Direct answers. If you have a tenth, the form at the bottom goes straight to the mentor.

Q.01Isn't this just letting AI do the work for them?+

No, and this is the most important thing we'll tell you. Kids who hand AI a one-line prompt get a generic, broken result — and learn nothing. The program is entirely structured around the opposite skill: noticing what's wrong, describing exactly how it should be different, and iterating until the thing matches the picture in their head.

We call this taste and judgment, and it turns out to be the hardest thing to teach — and the most durable, because it's orthogonal to which tool they'll use in five years.

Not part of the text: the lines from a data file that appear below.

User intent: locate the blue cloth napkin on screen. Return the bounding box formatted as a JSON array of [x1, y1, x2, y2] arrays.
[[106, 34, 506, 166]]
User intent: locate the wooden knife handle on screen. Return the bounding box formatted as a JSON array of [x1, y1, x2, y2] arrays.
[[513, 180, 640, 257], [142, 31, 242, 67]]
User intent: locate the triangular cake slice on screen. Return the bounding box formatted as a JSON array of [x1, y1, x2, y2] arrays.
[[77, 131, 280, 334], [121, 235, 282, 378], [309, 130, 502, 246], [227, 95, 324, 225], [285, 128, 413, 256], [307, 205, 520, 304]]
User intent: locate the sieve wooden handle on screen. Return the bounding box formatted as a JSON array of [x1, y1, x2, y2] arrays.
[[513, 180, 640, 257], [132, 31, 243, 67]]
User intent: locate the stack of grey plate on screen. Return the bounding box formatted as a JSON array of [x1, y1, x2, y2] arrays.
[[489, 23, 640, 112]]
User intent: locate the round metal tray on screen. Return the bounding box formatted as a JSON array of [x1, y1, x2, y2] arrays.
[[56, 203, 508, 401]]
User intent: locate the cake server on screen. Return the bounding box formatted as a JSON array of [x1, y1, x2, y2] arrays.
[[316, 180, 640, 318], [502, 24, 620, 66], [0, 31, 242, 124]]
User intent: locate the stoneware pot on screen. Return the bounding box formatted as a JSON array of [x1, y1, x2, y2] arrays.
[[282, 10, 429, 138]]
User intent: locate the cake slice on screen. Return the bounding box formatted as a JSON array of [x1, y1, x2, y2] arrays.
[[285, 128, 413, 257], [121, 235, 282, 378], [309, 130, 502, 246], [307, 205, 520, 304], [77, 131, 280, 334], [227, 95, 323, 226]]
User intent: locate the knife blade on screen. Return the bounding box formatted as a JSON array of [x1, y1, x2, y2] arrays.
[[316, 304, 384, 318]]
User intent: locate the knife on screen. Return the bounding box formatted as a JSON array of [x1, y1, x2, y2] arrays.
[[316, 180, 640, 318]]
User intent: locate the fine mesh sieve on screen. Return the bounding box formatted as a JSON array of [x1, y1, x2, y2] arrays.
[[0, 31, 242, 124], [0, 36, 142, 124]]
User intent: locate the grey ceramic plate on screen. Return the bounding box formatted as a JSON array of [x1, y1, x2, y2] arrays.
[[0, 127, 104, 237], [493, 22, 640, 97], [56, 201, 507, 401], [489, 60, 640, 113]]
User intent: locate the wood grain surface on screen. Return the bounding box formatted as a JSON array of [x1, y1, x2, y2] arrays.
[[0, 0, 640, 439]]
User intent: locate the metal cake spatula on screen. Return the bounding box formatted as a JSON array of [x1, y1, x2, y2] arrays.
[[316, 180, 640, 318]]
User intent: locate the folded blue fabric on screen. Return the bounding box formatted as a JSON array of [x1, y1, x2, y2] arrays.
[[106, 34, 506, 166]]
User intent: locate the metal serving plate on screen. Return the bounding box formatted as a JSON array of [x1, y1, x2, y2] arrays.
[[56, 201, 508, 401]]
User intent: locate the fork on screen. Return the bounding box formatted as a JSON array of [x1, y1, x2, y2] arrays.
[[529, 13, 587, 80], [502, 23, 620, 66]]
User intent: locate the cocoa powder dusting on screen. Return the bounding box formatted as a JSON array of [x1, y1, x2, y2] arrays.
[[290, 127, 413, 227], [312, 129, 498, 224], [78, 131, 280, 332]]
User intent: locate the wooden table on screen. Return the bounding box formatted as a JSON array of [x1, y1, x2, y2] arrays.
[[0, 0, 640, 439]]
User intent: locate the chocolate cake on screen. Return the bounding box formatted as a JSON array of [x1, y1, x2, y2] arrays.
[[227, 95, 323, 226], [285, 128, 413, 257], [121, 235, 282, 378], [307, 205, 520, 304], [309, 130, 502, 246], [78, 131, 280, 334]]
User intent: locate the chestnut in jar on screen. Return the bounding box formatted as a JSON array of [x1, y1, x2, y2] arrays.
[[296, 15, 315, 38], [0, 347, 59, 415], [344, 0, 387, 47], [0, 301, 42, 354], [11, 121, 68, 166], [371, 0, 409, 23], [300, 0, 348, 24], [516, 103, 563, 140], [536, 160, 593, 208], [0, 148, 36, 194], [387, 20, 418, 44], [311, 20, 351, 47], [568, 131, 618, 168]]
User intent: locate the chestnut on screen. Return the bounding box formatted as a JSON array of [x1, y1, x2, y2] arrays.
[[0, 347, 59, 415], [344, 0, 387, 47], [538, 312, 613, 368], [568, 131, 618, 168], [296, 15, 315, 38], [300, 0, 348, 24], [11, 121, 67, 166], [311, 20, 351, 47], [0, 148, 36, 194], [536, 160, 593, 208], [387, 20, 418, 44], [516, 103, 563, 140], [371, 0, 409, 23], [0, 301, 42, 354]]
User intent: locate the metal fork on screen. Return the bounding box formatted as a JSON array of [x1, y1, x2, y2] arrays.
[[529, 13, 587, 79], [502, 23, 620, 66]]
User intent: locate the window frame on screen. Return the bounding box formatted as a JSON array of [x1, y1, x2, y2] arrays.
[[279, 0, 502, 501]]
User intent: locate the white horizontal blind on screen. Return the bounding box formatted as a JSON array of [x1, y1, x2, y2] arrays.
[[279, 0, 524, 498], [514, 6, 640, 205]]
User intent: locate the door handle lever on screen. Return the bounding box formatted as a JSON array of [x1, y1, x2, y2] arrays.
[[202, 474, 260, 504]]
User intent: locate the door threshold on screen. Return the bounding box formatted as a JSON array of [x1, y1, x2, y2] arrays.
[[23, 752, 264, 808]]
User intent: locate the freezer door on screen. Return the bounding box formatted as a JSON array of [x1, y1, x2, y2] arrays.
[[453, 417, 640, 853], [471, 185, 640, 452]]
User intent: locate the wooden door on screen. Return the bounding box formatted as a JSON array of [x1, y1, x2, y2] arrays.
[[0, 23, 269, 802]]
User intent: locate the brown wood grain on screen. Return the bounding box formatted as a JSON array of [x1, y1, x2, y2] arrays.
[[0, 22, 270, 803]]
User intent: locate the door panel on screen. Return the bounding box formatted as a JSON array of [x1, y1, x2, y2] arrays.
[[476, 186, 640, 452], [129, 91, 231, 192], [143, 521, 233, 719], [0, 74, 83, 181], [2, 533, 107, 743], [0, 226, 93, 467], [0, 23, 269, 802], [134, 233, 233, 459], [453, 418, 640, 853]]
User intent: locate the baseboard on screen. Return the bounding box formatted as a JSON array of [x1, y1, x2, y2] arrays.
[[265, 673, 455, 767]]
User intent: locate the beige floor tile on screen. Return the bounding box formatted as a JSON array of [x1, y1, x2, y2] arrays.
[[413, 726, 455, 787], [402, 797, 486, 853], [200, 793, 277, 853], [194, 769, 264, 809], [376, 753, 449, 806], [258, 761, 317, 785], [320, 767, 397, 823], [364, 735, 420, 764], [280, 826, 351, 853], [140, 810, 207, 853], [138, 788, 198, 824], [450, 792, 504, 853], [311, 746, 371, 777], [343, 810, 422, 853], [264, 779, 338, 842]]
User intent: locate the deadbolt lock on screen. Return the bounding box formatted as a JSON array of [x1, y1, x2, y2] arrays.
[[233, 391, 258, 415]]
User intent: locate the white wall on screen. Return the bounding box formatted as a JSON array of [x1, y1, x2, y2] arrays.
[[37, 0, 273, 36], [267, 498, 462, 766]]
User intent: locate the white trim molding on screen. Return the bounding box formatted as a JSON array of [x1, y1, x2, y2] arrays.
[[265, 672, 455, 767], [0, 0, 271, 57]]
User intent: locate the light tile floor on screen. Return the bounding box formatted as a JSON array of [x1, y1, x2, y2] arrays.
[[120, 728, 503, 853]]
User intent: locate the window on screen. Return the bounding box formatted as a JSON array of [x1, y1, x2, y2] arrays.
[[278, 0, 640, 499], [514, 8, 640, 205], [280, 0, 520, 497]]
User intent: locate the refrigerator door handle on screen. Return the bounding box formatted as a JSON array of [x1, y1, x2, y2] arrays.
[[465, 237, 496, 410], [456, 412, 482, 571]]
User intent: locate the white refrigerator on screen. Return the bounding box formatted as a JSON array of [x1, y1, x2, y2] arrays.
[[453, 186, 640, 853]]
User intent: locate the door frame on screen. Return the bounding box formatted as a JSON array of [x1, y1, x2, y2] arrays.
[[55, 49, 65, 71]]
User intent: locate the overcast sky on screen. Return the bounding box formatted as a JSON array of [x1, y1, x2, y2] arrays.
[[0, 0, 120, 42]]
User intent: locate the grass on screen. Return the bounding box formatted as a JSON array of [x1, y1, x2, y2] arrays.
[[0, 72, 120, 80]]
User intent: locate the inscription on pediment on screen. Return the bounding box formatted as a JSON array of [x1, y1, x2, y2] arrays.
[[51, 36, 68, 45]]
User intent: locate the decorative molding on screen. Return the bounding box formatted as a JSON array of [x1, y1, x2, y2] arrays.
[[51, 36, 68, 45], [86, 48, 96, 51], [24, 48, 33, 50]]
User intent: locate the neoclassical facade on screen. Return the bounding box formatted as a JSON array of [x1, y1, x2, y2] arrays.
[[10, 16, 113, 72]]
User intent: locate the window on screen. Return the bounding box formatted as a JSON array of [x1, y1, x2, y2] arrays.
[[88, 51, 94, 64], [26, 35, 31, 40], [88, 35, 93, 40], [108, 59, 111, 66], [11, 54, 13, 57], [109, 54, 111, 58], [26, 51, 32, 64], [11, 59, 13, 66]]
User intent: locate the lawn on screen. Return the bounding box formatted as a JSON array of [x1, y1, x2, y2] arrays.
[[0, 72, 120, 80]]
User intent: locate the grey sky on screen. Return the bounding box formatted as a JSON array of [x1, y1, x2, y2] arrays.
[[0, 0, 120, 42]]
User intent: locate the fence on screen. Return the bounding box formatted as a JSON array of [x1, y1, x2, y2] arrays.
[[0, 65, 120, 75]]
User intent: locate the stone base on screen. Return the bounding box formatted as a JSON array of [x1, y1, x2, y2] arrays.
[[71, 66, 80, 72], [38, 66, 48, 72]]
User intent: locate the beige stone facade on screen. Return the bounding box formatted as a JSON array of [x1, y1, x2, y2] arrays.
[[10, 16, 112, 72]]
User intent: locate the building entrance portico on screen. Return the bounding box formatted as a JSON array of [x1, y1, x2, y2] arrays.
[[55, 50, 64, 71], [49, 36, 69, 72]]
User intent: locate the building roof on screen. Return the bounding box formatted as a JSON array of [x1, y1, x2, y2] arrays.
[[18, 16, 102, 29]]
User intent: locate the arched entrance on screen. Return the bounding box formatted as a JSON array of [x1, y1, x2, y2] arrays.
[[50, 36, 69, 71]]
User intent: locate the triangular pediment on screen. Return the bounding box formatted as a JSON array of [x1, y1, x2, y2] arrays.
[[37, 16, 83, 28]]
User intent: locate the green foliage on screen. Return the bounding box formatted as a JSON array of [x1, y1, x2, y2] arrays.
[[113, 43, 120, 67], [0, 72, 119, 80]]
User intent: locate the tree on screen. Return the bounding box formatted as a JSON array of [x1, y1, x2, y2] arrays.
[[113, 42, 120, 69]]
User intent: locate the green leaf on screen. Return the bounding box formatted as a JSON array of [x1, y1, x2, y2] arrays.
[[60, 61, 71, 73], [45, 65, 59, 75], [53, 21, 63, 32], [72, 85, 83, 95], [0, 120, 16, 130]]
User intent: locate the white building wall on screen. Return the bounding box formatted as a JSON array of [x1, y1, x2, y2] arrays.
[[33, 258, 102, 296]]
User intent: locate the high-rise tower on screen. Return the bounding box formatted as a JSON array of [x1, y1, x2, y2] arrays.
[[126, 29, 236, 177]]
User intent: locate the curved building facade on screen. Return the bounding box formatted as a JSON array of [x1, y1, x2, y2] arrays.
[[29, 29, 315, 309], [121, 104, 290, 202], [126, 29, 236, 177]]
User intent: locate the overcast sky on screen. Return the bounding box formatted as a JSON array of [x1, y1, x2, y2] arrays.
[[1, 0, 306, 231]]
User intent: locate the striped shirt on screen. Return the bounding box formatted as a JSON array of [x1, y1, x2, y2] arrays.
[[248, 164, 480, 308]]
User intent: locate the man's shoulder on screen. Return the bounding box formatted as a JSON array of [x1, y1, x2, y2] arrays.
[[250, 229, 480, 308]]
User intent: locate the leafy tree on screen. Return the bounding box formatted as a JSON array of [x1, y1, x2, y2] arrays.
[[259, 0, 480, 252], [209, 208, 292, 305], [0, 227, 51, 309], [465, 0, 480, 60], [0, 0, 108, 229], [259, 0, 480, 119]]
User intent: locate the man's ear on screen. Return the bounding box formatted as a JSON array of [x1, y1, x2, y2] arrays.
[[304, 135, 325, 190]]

Q.02Will my kid actually learn anything durable?+

Three things, specifically: (1) how to describe what they want in enough detail to be built — a writing skill, essentially. (2) how to drive real tools — the same kind adult builders use. (3) how to tell when something is wrong, and what "wrong" means to them.

Those three skills transfer directly to every future tool, every future AI model, every creative or professional context. The specific framework they use during the workshop will be obsolete in two years. The skills won't.

Q.03Is 8–12 too young?+

It's the exact right window. Old enough to have strong opinions about what's fun, young enough to not be afraid of making something bad first. We've had eight-year-olds ship games that play cleanly and twelve-year-olds ship short novels with working hyperlinked footnotes. The kids self-select on ambition, not age.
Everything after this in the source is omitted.